Voorts is het kabinet van mening dat het realiseren van meer Wsw-plaatsen bij reguliere werkgevers onderdeel moet zijn van het regionale arbeidsmarktbeleid en ook op dat niveau gestalte moet krijgen. Sw-bedrijven en gemeenten ondernemen ook al verschillende initiatieven om meer Wsw’ers bij reguliere werkgevers te plaatsen. Zo zijn gesprekken gestart met de schoonmaaksector en de textielsector over mogelijkheden om meer Wsw’ers bij reguliere werkgevers in deze sectoren te plaatsen. Via SBCM – het A&O-fonds van de sw-sector – zijn ook verschillende activiteiten gestart om de bereidheid van werkgevers om Wsw’ers in dienst te nemen te vergroten. Een voorbeeld is het project «matchmaker» waarmee een marktbenadering wordt ontwikkeld die is gebaseerd op koopmotieven van de werkgevers en het jaarlijkse congres van SBCM dit jaar in het teken zal staan van de vraaggerichte benadering onder de titel «kansrijk matchen». Daarnaast zijn gesprekken gestart met MKB over regionale pilots om meer Wsw’ers aan het werk te krijgen bij reguliere werkgevers.

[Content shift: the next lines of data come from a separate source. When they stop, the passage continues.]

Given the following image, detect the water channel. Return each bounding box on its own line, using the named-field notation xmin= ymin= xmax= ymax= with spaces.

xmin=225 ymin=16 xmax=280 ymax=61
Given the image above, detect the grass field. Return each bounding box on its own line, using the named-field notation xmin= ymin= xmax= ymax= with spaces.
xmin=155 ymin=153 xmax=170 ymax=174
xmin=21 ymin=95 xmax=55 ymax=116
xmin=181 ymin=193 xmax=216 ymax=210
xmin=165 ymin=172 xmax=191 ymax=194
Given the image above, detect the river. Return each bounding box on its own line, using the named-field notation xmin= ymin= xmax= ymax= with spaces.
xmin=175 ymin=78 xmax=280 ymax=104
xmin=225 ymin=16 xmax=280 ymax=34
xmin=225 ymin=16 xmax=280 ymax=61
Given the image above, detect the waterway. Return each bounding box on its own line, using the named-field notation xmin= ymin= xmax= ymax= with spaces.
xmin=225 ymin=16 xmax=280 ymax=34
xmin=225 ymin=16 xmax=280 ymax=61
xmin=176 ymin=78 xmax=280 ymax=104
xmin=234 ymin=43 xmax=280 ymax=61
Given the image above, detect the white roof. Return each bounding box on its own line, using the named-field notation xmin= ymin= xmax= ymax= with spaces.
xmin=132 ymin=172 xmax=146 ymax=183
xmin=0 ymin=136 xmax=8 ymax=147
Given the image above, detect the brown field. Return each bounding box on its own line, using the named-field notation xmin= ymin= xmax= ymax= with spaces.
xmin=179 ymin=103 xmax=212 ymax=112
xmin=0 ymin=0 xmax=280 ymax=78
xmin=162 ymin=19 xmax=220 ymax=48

Voornoemde maatregelen betreffen de korte termijn en zijn volop in ontwikkeling. Gezien het feit dat werkgevers ondanks eerdere voorlichtingscampagnes, het wegnemen van financiële risico’s, het bieden van ondersteuning en het verstrekken van subsidies nog steeds huiverig blijken te zijn om werk te bieden aan arbeidsgehandicapten, wil het kabinet in het kader van de fundamentele herbezinning Wsw laten onderzoeken welke aanvullende mogelijkheden er zijn om de bereidheid van werkgevers om arbeidsgehandicapten in dienst te nemen te vergroten. In dat kader zal ook gekeken worden naar maatregelen die in andere landen worden getroffen om de bereidheid van werkgevers te vergroten, zoals het hanteren van een quotumregeling.

De leden van de GroenLinks-fractie vragen hoe de regering staat tegenover de aanbevelingen van de Raad voor Werk en Inkomen om begeleid werken of detacheren te stimuleren. De leden van de VVD-fractie vragen of de staatssecretaris overweegt om mensen die in aanmerking komen voor de WSW-regeling ook te verplichten hieraan deel te nemen.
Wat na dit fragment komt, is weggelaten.